By: Andy Burrows, Digital Content Marketer, Informa
For Reed Cundiff, General Manager of Customer and Market Research at Microsoft, the key to progression in the insights industry all starts with your outlook - “having that growth mind-set to be able to say: there is opportunity space to learn and grow”. We caught up with Cundiff as part of The Research Insighter series of interviews, to discuss the current big ‘opportunity space’ within integrating data collected from new sources.
When trying to understand the often overwhelming amount of social and behavioral data being collected, Cundiff has approached it humbly, realising he and his team would have to learn “sometimes from our failures and sometimes from our successes”. It can start with something as simple as “being comfortable with a variety of different approaches” and knowing “where the bar is and what success can look like.”
At Microsoft they have spent several years trying to understand their social data, “not just to understand volume metrics, but how what is going on in social can relate to and, ideally, predict what is happening in the offline world”. Unpicking the social sphere is challenging enough, but using that data to then predict changes in the offline world is the Holy Grail for many working within insights.
For Cundiff the rewards of success are clearly worth it: “One of the things we’ve been able to do is look at social volume and sentiment within a given category, targeting specific products, to be able to get a sense of what the future purchase intent and sales will look like for that product and that category as whole.”
Alongside social insight, Cundiff is now able to “gather data around how people are using our products at a pretty significant level of depth”, which has revolutionized how Microsoft measure customer satisfaction.
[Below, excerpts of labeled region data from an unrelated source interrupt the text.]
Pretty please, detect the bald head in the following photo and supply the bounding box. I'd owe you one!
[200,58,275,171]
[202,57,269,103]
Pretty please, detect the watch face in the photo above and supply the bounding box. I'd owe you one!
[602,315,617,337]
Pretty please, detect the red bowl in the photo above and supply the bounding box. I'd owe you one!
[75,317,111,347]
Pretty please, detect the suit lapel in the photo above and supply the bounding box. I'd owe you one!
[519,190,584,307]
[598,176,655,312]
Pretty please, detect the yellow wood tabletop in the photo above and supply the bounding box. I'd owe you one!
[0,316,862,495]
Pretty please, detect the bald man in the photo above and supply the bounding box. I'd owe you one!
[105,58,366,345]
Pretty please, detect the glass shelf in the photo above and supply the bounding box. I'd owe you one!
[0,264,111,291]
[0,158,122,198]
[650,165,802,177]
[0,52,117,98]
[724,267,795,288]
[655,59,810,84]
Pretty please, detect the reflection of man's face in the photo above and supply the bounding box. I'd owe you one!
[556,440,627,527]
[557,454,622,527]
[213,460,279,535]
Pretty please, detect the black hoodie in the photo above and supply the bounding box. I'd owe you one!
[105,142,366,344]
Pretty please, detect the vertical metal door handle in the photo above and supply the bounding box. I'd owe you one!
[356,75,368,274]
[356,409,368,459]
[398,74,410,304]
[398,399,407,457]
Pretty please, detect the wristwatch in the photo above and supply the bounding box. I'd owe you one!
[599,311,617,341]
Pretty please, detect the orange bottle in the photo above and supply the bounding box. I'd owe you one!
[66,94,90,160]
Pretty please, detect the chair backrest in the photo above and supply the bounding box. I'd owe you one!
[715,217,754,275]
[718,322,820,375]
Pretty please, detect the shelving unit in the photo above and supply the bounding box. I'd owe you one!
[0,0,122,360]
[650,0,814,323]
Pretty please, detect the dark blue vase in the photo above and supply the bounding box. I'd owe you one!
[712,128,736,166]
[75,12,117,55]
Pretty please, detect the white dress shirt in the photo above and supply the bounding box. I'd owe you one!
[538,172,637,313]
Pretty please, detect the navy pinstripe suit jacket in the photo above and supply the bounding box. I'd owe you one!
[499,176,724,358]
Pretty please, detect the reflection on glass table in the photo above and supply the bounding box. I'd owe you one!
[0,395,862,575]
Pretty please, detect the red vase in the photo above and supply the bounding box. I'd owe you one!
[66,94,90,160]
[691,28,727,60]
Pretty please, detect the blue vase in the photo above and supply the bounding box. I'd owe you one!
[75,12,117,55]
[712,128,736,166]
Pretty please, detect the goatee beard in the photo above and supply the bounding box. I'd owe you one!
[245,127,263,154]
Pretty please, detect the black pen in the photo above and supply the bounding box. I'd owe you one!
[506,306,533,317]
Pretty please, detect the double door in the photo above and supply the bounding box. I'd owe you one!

He explains: “A typical product satisfaction survey would really skim the surface in understanding the stated behavior that folks have with a product as complex as Microsoft Office… If we are able to combine the behaviors that people opt in to share with us to get a sense of how they are using the product every day, and link that with a survey that talks about their thoughts and feelings on that product, then we are able to get a much more rounded picture of, not just how they feel and what they think, but how their product interactions reflect that.”
The results have “enabled our product satisfaction research to go much deeper in prescribing what we think we need to build into the products, where we need to fix our customer experiences and how we need to engage with customers even more generally.”
Though Cundiff and Microsoft have clearly had successes, it is typical of his approach to insights to remain focused on the bigger picture: “We have to view it as a journey, not simply as a project that will get graded A-F at its conclusion.”